May saw the eleventh straight monthly decline in the rate of commercial mortgage delinquencies. According to Trepp, after two unprecedented increases in May and June of 2020, driven by the sudden shutdown of the economy to combat the COVID-19 pandemic, the commercial real estate market began to slowly recover. As the states opened their economies, the overall mortgage delinquency rate dropped over 400 basis points from a high of 10.3% in June of 2020 to 6.2% last month.
The hardest hit property sectors—lodging and retail—have seen impressive improvement in performance since the economy started re-opening. Hotel delinquencies have dropped just over 10% between June 2020 and May 2021 while retail delinquencies have improved by just under 8% in that same time. As the economy continues to recover, expect delinquencies to continue to decline.

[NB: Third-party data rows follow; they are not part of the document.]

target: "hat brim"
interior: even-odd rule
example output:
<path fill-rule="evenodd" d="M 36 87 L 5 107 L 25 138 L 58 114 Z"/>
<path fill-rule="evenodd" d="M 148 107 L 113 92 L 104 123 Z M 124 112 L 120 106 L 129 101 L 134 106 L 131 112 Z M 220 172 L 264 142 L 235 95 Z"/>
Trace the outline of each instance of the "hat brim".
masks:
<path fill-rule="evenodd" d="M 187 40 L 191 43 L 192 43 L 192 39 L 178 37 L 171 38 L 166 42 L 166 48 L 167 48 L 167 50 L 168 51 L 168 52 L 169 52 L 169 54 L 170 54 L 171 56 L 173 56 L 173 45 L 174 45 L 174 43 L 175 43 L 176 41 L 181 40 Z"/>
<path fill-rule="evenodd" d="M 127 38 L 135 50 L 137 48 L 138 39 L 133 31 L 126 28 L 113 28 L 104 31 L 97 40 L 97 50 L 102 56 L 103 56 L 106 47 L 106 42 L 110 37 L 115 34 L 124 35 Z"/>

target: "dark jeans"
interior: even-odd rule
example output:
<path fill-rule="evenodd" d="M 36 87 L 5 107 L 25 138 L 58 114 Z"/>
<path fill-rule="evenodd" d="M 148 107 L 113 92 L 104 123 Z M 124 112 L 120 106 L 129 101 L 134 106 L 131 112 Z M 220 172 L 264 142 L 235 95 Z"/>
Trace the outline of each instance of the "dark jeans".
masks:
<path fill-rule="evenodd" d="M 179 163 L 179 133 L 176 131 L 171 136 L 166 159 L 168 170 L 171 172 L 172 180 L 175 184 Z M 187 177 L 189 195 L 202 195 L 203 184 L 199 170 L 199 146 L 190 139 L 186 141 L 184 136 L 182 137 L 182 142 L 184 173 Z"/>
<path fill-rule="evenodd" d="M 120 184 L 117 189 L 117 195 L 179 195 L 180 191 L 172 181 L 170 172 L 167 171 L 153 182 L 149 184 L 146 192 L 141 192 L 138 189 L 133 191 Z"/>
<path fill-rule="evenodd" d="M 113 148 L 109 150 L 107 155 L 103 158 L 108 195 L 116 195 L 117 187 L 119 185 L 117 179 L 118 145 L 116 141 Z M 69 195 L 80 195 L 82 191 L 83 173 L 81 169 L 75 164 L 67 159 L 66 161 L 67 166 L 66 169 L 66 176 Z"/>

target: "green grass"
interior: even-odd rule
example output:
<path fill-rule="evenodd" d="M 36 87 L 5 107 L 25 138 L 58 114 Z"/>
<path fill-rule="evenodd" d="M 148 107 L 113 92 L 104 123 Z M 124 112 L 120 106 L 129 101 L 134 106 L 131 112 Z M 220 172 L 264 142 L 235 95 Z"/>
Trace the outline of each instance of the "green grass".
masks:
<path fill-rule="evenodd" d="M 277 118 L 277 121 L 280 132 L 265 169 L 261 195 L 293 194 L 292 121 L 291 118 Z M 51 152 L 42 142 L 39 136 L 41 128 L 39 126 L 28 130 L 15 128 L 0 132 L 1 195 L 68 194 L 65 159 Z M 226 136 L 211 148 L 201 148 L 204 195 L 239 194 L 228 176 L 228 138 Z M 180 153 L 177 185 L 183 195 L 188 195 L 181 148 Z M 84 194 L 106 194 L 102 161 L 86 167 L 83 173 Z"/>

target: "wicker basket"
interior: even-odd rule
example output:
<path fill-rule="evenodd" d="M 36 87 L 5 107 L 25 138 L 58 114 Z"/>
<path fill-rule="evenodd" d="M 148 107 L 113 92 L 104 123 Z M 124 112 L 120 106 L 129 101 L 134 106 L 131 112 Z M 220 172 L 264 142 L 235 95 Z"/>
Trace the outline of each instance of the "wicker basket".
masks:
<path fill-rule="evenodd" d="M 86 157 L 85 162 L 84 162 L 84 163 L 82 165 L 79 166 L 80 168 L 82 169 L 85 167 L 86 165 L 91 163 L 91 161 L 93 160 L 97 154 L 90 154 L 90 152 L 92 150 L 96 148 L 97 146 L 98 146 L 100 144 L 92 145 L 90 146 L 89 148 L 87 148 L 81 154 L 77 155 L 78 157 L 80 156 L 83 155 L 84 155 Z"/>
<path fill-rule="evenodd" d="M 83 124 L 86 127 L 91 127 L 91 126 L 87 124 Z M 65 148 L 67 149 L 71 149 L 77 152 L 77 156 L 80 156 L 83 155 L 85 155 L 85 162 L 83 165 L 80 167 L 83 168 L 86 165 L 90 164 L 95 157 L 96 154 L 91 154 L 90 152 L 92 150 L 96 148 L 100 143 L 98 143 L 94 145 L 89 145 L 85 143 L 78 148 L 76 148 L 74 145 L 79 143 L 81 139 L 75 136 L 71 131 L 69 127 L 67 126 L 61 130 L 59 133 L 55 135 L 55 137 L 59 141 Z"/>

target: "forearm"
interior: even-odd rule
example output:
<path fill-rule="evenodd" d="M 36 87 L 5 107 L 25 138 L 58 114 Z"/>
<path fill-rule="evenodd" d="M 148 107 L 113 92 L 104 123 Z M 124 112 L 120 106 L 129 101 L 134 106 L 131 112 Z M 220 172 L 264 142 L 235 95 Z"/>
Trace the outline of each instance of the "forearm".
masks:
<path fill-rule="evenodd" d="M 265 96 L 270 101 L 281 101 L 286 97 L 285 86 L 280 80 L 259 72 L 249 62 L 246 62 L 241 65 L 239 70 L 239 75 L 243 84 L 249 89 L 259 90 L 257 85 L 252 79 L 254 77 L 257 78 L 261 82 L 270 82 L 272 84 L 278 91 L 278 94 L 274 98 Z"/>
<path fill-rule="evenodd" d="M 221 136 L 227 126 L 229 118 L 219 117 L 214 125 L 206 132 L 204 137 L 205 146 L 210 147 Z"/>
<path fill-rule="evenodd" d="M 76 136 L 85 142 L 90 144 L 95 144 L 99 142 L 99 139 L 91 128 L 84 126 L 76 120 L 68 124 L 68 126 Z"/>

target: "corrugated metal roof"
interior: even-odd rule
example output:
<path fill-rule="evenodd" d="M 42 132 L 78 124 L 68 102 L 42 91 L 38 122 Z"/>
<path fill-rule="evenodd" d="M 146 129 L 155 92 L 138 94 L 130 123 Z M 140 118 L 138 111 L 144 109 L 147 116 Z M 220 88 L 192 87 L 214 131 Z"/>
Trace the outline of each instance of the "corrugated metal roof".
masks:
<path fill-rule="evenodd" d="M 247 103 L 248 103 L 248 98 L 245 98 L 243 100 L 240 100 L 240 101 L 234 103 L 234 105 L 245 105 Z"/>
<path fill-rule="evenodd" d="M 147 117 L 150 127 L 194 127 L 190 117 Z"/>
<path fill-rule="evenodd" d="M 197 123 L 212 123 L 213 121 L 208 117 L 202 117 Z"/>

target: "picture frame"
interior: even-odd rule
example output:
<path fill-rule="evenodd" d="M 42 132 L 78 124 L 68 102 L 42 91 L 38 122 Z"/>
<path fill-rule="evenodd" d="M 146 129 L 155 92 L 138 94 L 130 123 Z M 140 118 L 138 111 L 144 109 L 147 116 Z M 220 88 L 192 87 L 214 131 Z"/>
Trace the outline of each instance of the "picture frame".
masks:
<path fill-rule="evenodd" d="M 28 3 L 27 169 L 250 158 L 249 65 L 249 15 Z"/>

While the retail and lodging sectors struggled through the lockdowns, the other major property types avoided escalating delinquencies. With many industrial sub-sectors deemed “essential” through the pandemic (e.g., grocery stores, life science facilities and big box stores) the industrial sector turned in the best performance with fewer delinquencies during the lockdown and after than in 2019. Bolstered by federal intervention such as foreclosure moratoriums, multifamily managed to keep delinquencies low throughout the past 12 months. And the office sector has benefited from forbearance agreements with lenders driven by the need to protect their property portfolios through the pandemic.